Which is the definition of a Horn formula being positive?

On p208 of Ebbinghaus' Mathematical Logic

Every Horn formula is a formula in conjunctive normal form, ..., every member of the conjunction has the form (PHI), (PH2) or (PH3):

(PH1) $$q$$

(PH2) $$(q_0 \land ... \land q_n \to q)$$

(PH3) $$(\neg q_0 \lor ... \lor \neg q_n).$$

Horn formulas of the form (PH1) or (PH2) are called positive, those of the form (PH3) negative.

Which is the definition of a Horn formula being positive:

• a formula in CNF, whose members are either PH1 or PH2? (My guess)

• a formula which is either PH1 or PH2? (By the last sentence in the quote) (My guess, after reading the remaining of p208 and p209)

Thanks.

• I would have guessed that a positive Horn formula was a Horn formula which is also a positive formula, which would mean that each conjunct has the form PH1, since PH2 and PH3 are not positive formulas. I seem to recall seeing "strict Horn formula" used for a Horn formula where each conjunct is PH1 or PH2 but I could be remembering wrong, that would have been in a bygone millennium.
– bof
Commented Sep 5, 2020 at 2:09
• I deleted my answer after realizing I had not properly read Ebbinghaus' definition and your question. The notion of positivity makes sense for Horn clauses, i.e. members of the conjunction, which is what I was elaborating on in my answer; but I have nowhere seen it applied, nor do I see how it can be applied according to this definition, to entire Horn formulas. Commented Sep 6, 2020 at 22:20

Compare with a different source: Horn Formulas.

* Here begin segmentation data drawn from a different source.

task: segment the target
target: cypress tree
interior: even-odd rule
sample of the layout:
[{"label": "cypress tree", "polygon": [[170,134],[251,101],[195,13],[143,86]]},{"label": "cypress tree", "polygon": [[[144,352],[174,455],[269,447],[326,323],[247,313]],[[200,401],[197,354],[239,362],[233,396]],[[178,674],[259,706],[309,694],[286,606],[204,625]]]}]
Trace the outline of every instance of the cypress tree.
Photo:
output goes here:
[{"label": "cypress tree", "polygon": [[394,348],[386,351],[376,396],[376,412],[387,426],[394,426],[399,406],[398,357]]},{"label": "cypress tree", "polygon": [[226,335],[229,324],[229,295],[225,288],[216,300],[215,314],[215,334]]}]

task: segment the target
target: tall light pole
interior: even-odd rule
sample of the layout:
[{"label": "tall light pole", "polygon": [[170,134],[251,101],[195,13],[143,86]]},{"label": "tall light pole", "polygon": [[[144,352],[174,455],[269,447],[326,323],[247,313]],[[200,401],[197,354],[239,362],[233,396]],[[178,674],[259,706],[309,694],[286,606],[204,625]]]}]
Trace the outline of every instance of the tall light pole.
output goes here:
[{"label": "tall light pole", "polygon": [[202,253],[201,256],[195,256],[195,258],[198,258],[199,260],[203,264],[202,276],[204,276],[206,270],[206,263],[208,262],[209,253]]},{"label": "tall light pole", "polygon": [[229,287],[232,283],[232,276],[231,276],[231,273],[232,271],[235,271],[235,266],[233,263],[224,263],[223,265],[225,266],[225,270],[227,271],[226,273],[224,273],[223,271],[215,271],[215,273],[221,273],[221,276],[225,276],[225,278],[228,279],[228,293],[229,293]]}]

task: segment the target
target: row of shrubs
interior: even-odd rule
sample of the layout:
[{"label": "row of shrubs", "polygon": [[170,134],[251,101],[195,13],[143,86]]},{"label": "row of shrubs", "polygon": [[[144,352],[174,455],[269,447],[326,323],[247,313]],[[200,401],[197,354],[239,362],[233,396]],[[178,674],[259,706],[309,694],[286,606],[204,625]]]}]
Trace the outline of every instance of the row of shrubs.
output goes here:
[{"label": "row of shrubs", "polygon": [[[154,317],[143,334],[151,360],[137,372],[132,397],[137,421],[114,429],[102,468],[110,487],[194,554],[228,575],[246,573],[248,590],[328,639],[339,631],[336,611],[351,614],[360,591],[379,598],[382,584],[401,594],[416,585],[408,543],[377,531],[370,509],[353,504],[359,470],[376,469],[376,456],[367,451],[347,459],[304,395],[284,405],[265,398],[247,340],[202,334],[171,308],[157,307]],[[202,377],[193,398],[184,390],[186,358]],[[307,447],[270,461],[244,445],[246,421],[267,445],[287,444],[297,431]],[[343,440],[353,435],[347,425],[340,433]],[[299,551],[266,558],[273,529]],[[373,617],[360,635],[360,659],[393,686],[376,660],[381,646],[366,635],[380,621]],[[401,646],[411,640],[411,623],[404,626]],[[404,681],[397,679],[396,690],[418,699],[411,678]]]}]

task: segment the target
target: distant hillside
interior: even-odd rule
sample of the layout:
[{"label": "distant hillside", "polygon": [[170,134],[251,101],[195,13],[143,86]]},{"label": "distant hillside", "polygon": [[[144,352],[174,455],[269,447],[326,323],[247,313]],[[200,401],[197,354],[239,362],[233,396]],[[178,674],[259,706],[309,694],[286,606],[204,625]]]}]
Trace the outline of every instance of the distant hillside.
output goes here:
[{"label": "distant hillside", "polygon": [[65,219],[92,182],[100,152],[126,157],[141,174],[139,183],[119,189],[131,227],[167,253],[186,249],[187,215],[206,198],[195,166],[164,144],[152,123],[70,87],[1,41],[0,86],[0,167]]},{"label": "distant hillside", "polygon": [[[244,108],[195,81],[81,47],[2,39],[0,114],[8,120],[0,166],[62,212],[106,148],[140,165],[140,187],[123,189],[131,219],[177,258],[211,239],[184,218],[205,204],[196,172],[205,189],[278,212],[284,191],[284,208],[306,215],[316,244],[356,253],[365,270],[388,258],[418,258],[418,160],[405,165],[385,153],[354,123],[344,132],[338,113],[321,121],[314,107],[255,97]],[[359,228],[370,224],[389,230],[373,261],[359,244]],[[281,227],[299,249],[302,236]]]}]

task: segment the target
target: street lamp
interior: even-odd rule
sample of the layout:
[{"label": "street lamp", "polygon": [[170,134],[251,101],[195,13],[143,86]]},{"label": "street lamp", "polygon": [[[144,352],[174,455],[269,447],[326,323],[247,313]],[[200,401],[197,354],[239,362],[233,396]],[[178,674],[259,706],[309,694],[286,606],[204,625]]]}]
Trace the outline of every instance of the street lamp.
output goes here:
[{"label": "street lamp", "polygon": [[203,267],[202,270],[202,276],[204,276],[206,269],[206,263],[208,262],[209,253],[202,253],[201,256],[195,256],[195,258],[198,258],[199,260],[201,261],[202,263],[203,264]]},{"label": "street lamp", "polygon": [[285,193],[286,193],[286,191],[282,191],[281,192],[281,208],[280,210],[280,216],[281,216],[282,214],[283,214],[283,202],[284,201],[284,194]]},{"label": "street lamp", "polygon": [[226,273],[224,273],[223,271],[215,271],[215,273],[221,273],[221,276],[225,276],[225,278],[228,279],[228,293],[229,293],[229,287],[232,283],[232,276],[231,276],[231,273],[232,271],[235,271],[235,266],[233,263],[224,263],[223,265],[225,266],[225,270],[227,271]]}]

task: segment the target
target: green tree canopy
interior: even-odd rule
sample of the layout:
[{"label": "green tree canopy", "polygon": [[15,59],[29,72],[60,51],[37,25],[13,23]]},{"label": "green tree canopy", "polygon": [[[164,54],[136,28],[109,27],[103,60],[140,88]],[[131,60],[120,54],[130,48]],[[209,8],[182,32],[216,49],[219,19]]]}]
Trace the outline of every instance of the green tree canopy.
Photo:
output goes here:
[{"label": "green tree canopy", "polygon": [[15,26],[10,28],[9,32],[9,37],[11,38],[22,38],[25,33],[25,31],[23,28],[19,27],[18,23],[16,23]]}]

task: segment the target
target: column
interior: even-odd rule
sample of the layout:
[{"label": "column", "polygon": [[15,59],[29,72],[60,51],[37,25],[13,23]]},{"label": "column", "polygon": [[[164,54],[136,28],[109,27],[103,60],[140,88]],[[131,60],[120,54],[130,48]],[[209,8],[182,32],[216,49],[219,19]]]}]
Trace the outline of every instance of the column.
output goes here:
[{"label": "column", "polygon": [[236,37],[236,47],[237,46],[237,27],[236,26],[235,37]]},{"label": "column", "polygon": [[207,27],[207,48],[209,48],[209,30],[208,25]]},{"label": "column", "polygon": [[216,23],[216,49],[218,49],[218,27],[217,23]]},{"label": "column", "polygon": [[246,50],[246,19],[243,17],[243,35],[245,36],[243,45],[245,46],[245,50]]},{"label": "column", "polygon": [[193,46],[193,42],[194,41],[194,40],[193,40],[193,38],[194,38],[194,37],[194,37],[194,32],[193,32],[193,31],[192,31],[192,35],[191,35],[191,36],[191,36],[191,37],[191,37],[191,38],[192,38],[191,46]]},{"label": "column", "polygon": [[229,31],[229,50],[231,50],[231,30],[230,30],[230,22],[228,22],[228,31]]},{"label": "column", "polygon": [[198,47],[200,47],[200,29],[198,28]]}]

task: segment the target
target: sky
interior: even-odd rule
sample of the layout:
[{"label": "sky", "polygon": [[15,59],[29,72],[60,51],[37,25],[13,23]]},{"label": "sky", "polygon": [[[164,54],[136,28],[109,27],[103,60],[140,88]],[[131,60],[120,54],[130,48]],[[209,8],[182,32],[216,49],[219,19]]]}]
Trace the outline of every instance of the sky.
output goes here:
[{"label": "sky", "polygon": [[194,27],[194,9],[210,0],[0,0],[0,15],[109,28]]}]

Definition: A formula $$F$$ in CNF is a Horn formula if every disjunction in $$F$$ contains at most one positive literal.

A disjunction in a Horn formula can equivalently be viewed as an implication $$K \to B$$ where $$K$$ is a conjunction of atoms.

According to the above definition, (PH1), (PH2) and (PH3) are all examples of Horn formulas, because (PH2) : $$(q_0 \land \ldots \land q_n \to q)$$, when written in CNF, will be:

$$(\lnot q_0 \lor \ldots \lor \lnot q_n \lor q)$$

and we have only one (and thus: at most one) positive literal: $$q$$.

In conclusion, according to Ebbinghaus definition, an Horn formula is a formula:

$$(\lnot q_0 \lor \ldots \lor \lnot q_n \lor q) \land \ldots \land (\lnot r_0 \lor \ldots \lor \lnot r_m)$$

where $$n$$ can be $$0$$.

Why in the following discussion regarding the satisfiability algorithm for Horn formulas the author consider only the negative and positive ones ?

Simply because, being an Horn formula $$\alpha$$ a conjunction, it will be satisfiable iff every conjunct is, and thus the author consider equivalently the set $$\Delta$$ of members of the conjunction $$\alpha$$.